Problem (Kernelization of $k$-means) $\quad$ Let $\mathcal{X}$ be a set and consider a PSD kernel $K$ on $\mathcal{X}$ with corresponding RKHS $\mathcal{H}$ and feature map $\varphi$. The goal of this exercise is to show that, given a set of observation $x_1, \ldots, x_n$ in $\mathcal{X}$, we can consider solving the $k$-means problem on $\mathcal{H}$ with observations $\varphi\left(x_1\right), \ldots, \varphi\left(x_n\right)$ only through the manipulation of the Gram matrix $G:=\left(K\left(x_i, x_j\right)\right)_{i j}$. For this, we recall that the loss function of the $k$-means problem is given by $$ L\left(c_1, \ldots, c_k\right):=\sum_{i=1}^n \min _{j=1, \ldots, k}\left\|\varphi\left(x_i\right)-c_j\right\|_{\mathcal{H}}^2, $$ where $c_1, \ldots, c_k \in \mathcal{H}$.
- Show that $$ L\left(c_1, \ldots, c_k\right)=\sum_{i=1}^n\left\|\varphi\left(x_i\right)-c_{s_i}\right\|_{\mathcal{H}}^2, $$ where $s_i=\arg \min _j\left\|\varphi\left(x_i\right)-c_j\right\|_{\mathcal{H}}^2$.

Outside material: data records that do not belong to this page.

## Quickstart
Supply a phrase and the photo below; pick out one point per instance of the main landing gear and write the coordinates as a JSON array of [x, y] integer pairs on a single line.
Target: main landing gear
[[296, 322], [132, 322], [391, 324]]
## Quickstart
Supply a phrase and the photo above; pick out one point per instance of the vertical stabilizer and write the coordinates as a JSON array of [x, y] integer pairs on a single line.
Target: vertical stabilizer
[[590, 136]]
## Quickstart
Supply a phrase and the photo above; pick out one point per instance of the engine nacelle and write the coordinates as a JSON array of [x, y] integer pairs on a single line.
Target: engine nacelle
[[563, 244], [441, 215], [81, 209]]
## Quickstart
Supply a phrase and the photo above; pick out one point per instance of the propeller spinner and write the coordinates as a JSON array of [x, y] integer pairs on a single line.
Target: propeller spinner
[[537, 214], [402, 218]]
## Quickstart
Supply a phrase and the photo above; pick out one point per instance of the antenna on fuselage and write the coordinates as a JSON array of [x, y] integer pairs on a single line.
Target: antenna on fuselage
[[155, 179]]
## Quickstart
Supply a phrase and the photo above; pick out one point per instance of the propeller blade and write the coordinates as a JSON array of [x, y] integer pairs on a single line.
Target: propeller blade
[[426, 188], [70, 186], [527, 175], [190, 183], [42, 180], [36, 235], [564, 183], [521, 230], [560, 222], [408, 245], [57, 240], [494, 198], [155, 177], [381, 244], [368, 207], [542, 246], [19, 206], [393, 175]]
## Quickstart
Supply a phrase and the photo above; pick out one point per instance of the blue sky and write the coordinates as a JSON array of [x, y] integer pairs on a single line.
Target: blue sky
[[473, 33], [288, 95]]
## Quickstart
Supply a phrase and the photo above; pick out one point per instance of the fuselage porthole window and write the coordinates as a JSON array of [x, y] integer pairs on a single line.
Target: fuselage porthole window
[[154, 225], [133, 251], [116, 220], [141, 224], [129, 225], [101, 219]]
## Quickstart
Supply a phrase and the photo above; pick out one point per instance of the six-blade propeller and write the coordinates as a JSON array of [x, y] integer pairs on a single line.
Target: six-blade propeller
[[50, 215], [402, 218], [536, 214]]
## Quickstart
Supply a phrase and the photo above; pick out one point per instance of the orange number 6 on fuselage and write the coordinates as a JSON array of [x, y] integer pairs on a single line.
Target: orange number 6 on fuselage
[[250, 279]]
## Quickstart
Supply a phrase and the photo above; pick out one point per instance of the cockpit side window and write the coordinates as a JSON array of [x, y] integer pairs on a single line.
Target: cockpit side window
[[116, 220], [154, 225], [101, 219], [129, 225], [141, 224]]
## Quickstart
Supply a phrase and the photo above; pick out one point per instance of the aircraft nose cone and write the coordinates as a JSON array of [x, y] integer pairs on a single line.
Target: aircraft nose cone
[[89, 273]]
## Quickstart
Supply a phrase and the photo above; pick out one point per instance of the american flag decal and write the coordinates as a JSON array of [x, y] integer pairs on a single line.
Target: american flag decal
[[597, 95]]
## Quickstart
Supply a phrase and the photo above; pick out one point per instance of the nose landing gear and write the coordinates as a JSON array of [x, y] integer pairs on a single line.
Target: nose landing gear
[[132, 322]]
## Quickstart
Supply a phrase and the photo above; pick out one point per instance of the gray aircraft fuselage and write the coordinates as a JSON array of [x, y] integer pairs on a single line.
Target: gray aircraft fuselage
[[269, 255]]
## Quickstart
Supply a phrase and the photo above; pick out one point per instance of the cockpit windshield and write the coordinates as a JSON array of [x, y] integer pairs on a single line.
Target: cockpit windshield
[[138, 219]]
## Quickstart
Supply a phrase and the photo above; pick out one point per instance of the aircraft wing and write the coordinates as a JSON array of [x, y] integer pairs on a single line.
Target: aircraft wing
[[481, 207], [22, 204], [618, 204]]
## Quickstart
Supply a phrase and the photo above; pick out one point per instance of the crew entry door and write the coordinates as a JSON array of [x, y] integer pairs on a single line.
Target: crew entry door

- Show that the map $c \mapsto \sum_{i=1}^n\left\|\varphi\left(x_i\right)-c\right\|_{\mathcal{H}}^2$ is minimized when $c=\frac{1}{n} \sum_{i=1}^n \varphi\left(x_i\right)$. Beware that $\mathcal{H}$ may be an infinite dimensional Hilbert space, so you cannot faithfully rely on gradient computation as we usually did on $\mathbb{R}^d$.
- Introducing $C_j:=\left\{i, s_i=j\right\}$ for $j=1, \ldots, k$, deduce that minimizing (9) boils down to minimizing $$ \left(s_1, \ldots, s_n\right) \mapsto \sum_{i=1}^n\left\|\varphi\left(x_i\right)-\frac{1}{\left|C_{s_i}\right|} \sum_{j \in C_{s_i}} \varphi\left(x_j\right)\right\|_{\mathcal{H}}^2, $$ where $s_1, \ldots, s_n$ are now variables in $\{1, \ldots, k\}$.
- Deduce that performing $k$-means in $\mathcal{H}$ boils down to an optimization problem on $\left(s_1, \ldots, s_n\right)$ that only requires the knowledge of $K$. Note: you can reach a simple formula after careful simplification. Nonetheless, the optimization problem remains highly non-trivial.
This is an exercise in my class and I am doing it. I have a question in 2 about how to find the minimizer in case of infinite dimension Hilbert space. I hope everyone can give me some hints.
Hint: Assume that the average is not the minimizer. Then, using properties of the inner product, simplify the cost to arrive at a contradiction.
Solution: Let $h_1, \dots, h_n$ be any collection of points in some (potentially infinite-dimensional) Hilbert space $\mathcal{H}$. Denote by $\bar h = \frac1n \sum_{i=1}^n h_i$ their average. Assume that $\bar h$ is not the minimizer of the map $$ h \mapsto \sum_{i=1}^n \|h_i - h\|^2 $$ In that case, there exists some $\epsilon \in \mathcal{H}\setminus\{0\}$ such that $\bar h + \epsilon$ is the minimizer. Then, the following holds: $$ \sum_{i=1}^n \|h_i - \bar h - \epsilon\|^2 = \\ \sum_{i=1}^n \|h_i - \bar h\|^2 + \| \epsilon\|^2 + 2 \langle \epsilon, h_i - \bar h \rangle = \\ \left( \sum_{i=1}^n \|h_i - \bar h\|^2 \right) + n \|\epsilon\|^2 + 2 \langle \epsilon, \sum_{i=1}^n h_i - n \bar h \rangle = \\ \left( \sum_{i=1}^n \|h_i - \bar h\|^2 \right) + n \|\epsilon\|^2 > \\\sum_{i=1}^n \|h_i - \bar h\|^2 $$ Which gives a contradiction to our assumption that $\bar h + \epsilon$ was the minimizer.